Power trace is shifted one more cycle after the same piece of code is executed again

helloyorld · June 10, 2022, 12:04pm

Dear all,

I was trying to align power consumption and instructions together so I synchronized the Scope and the target by *scope.clock.adc_src = ‘clkgen_x1’ and did the capture. Then I was confused by the following result:

As the picture shows, there are 4 identical pieces: mov r4, r0 → push {r3, r4, r5, lr}

Every time when a piece is executed, the power trace “looks like” delayed by 1 more cycle. This phenomenon looks so abnormal to me. So here comes my questions:

In the level of instruction, where does the scope exactly start the trace capturing? Is it triggered when “GPIOx->BSRR = (uint32_t)GPIO_Pin;” which is is str r1, [r0, #24] in assembly executed? In the plot, I assume the start of capturing is the instruction next to str r1, [r0, #24] which is bx lr.
Are there any slightly clock difference between the target and the scope? How can I calibrate it if this is true?

Again, many thanks!

jpthibault · June 10, 2022, 3:57pm

The scope starts capturing when it sees the trigger pin high. It’s difficult to know exactly which operation is being executed at that time; even knowing which operation changes the GPIO state, how do you know the delay between that operation being executed and the actual GPIO state change? Perhaps you can find the answer by deep diving into ARM and STM32 documentation. For side-channel attacks this isn’t usually something that’s needed.
If you’re sampling synchronously (e.g. target is clocked from HS2), no. The same clock drives the target and the ChipWhisperer ADC sampling.

With respect to your observation that things appear to shift one cycle at each execution, it looks like you’re assuming that each instruction takes one clock cycle, but this is not necessarily true:
https://developer.arm.com/documentation/ddi0439/b/Programmers-Model/Instruction-set-summary/Cortex-M4-instructions?lang=en
If any instruction is taking two cycles, that would explain what you’re seeing.

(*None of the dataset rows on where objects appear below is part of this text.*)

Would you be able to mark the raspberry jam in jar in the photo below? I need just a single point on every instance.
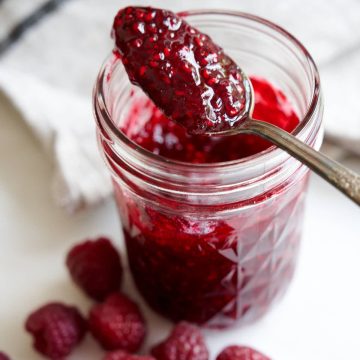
(212, 225)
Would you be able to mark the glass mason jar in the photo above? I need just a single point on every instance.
(217, 243)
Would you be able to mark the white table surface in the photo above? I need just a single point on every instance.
(318, 318)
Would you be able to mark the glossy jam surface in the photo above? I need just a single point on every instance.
(156, 133)
(214, 272)
(206, 266)
(170, 60)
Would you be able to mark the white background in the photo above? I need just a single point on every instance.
(320, 315)
(318, 318)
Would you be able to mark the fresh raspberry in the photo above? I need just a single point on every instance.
(184, 343)
(57, 329)
(182, 70)
(121, 355)
(5, 357)
(118, 324)
(95, 266)
(241, 353)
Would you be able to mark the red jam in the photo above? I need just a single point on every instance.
(162, 136)
(169, 59)
(208, 268)
(211, 272)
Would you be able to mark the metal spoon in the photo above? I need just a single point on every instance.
(336, 174)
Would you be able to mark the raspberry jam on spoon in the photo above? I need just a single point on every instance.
(171, 60)
(197, 85)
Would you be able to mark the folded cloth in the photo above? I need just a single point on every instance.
(51, 50)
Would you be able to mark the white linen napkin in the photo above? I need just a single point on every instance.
(51, 50)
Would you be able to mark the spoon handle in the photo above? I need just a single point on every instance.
(336, 174)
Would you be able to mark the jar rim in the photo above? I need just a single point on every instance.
(119, 137)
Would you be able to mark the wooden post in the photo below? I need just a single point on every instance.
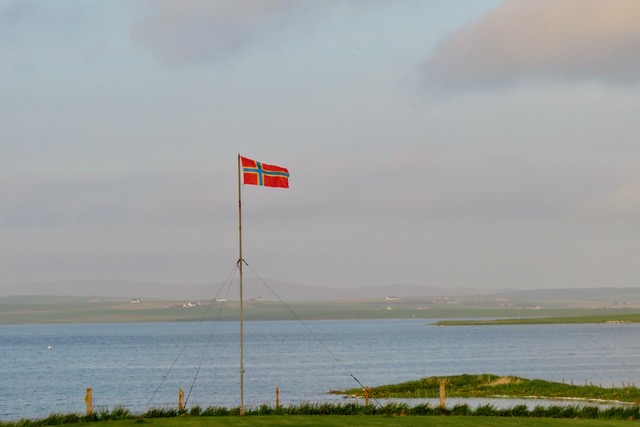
(88, 399)
(180, 400)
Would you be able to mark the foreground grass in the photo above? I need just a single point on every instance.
(609, 318)
(488, 385)
(363, 420)
(345, 414)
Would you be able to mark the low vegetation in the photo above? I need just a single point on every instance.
(487, 385)
(309, 410)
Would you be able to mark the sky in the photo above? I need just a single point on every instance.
(462, 143)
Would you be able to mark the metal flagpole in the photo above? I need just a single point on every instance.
(240, 261)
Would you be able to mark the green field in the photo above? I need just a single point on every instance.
(344, 421)
(487, 385)
(363, 420)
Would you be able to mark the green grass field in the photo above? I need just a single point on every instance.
(487, 385)
(357, 420)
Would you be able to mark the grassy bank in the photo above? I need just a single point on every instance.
(347, 414)
(488, 385)
(362, 420)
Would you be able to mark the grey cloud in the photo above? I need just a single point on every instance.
(543, 40)
(205, 30)
(47, 202)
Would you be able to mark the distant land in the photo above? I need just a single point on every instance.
(88, 301)
(252, 288)
(289, 292)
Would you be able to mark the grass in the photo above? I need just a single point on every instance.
(487, 385)
(608, 318)
(341, 414)
(505, 420)
(363, 420)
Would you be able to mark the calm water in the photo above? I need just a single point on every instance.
(47, 368)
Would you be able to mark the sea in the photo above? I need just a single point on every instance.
(46, 369)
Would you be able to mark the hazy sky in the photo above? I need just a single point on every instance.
(475, 143)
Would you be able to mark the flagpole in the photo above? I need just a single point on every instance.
(240, 261)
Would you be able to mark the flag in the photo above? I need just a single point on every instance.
(256, 173)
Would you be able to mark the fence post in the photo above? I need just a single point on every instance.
(443, 392)
(88, 399)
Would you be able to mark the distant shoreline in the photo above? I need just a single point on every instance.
(41, 309)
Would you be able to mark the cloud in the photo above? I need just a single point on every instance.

Finally, what you may find helpful is to compare power traces for two executions: one which has some instructions you’re interested in profiling, the other where those instructions have been replaced by a long sequence of NOPs. The NOPs will usually have a very different power signature, and so by plotting the two power traces together, you can infer which instruction is on which clock cycle.

I hope this helps,
Jean-Pierre

helloyorld · June 12, 2022, 3:04pm

Hi, thanks for answering.
I have already known that different instruction take different clock cycles to execute. Therefore, the clock cycles I got are from the CYCCNT of DWT register. If you see the x-axis in figure clearly, some instructions take longer and some take shorter.
Based on your 1st answer, so the scope and the target are not 100% synchronized?

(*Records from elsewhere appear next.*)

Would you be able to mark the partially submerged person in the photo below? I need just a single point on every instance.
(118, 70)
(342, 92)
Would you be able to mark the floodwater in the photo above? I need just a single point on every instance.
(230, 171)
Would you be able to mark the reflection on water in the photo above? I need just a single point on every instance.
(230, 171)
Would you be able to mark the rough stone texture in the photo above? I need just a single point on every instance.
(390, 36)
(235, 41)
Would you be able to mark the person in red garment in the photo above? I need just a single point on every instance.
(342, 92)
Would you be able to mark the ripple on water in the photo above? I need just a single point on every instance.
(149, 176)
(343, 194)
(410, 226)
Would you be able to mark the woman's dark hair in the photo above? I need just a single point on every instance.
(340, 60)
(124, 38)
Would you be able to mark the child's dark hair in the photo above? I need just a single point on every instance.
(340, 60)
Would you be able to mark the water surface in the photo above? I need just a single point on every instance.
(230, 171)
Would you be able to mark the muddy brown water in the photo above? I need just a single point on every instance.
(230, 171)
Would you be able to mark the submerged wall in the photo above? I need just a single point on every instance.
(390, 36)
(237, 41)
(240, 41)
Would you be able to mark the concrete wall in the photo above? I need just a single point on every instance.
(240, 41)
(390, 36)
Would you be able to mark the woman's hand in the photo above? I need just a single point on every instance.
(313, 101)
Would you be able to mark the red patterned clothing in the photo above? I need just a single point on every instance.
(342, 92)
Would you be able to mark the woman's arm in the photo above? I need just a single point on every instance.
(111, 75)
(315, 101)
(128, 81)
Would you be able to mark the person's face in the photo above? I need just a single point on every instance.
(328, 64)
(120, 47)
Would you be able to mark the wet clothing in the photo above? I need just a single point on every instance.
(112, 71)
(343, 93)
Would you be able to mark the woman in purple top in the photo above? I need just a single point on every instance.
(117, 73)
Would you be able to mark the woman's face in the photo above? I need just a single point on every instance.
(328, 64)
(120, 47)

jpthibault · June 12, 2022, 3:50pm

No: as I said in (2), if your target is clocked by the HS2 pin, then the exact same clock is driving both your target and the CW ADC sampling circuit. This synchronous sampling is a core principle of the ChipWhisperer system.

How is your target connected to ChipWhisperer? Where does its clock come from?

helloyorld · June 13, 2022, 7:42am

Hi, I have a ST-LINK V2 debugger connected to my CWLite. Then I enabled DWT and used GDB stepi to record every instruction. Before an instruction was executed, PC and CYCCNT were recorded though GDB. That’s how I have the instructions and the corresponding clock cycles.

helloyorld · June 14, 2022, 10:13am

Hi, after checking the manual, I found out there is speculative branch happening in the target. Therefore, it makes the execution time of branches incremented. When GDB is running, all the branch instructions take 1 cycle. Without GDB, the branch takes 2 cycles.

Now the question is: how to disable such speculative branch in cortex m4.

jpthibault · June 14, 2022, 12:37pm

Makes sense! Thanks for confirming.